A fifth of American adults have read an electronic version of a book in the last year, a trend that is fueling a renewed love of reading, according to a new survey.

The portion of e-book readers among all American adults has increased to 21 percent from 17 percent between December and February, due in large part to a boom in tablet and e-reader sales this past holiday season.

All those devices are turning some consumers into super readers, according to a survey released Thursday by the Pew Internet and American Life Project. E-book readers plowed through an average of 24 titles in the past year, compared with an average of 15 for readers of physical books.

“Those who have taken the plunge into reading e-books stand out in almost every way from other kinds of readers . . . They are avid readers of books in all formats,” said Lee Rainie, director of research at Pew.

Curiously, e-reading somehow sparks a love of books in any format. Even as e-readers are downloading books on computers, tablets and smartphones, they are also checking out more books at libraries and buying more at bookstores and online. About nine in 10 e-book readers said they have also read printed books in the past year, Pew reported in its survey of about 3,000 people 16 and older.

The findings should cheer publishers and educators who hope the convenience of reading and downloading books on devices might lead to fatter bottom lines for the book business as well as greater literacy. E-book fans tend to be affluent and educated, the survey said.

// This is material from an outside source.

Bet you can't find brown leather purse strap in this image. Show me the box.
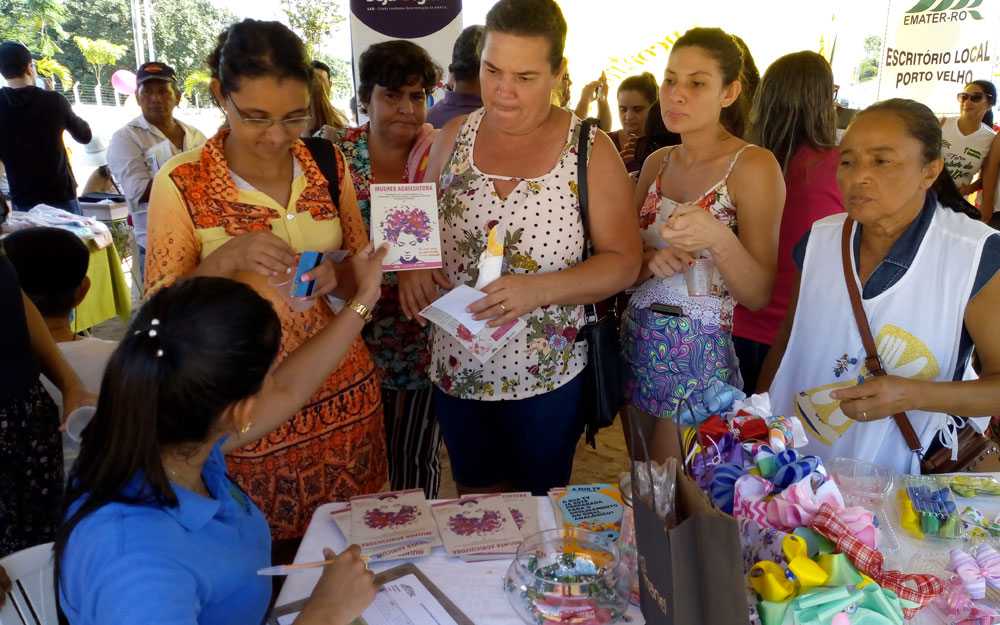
[840,217,923,452]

But the news isn’t all good for publishers, according to experts. Even though 40 percent of e-book readers say they are plowing through more book titles on their devices, the industry hasn’t quite turned that trend into fatter profits.

Publishers complain of rampant downloading of pirated books. They add that e-book ­prices are lower — and there is much wrangling with online stores such as Amazon.com and iTunes over fees.

Major publishers are being investigated by the Federal Trade Commission for allegedly colluding with Apple on e-book prices. The alleged price-fixing stems from publishers’ desire to price books higher than Amazon’s stubbornly low rate of $9.99 per book through its Kindle devices.

“This is a different channel for them, and it takes a little more understanding on how to market things,” said Carl Howe, head of consumer tech research at the Yankee Group.

The relatively cheap price of devices has educators looking to tablets and e-readers as educational solutions. Last week Education Secretary Arne Duncan and Federal Communications Commission Chairman Julius Genachowski announced initiatives with tablet makers Samsung and Apple to get textbooks onto devices and into classrooms.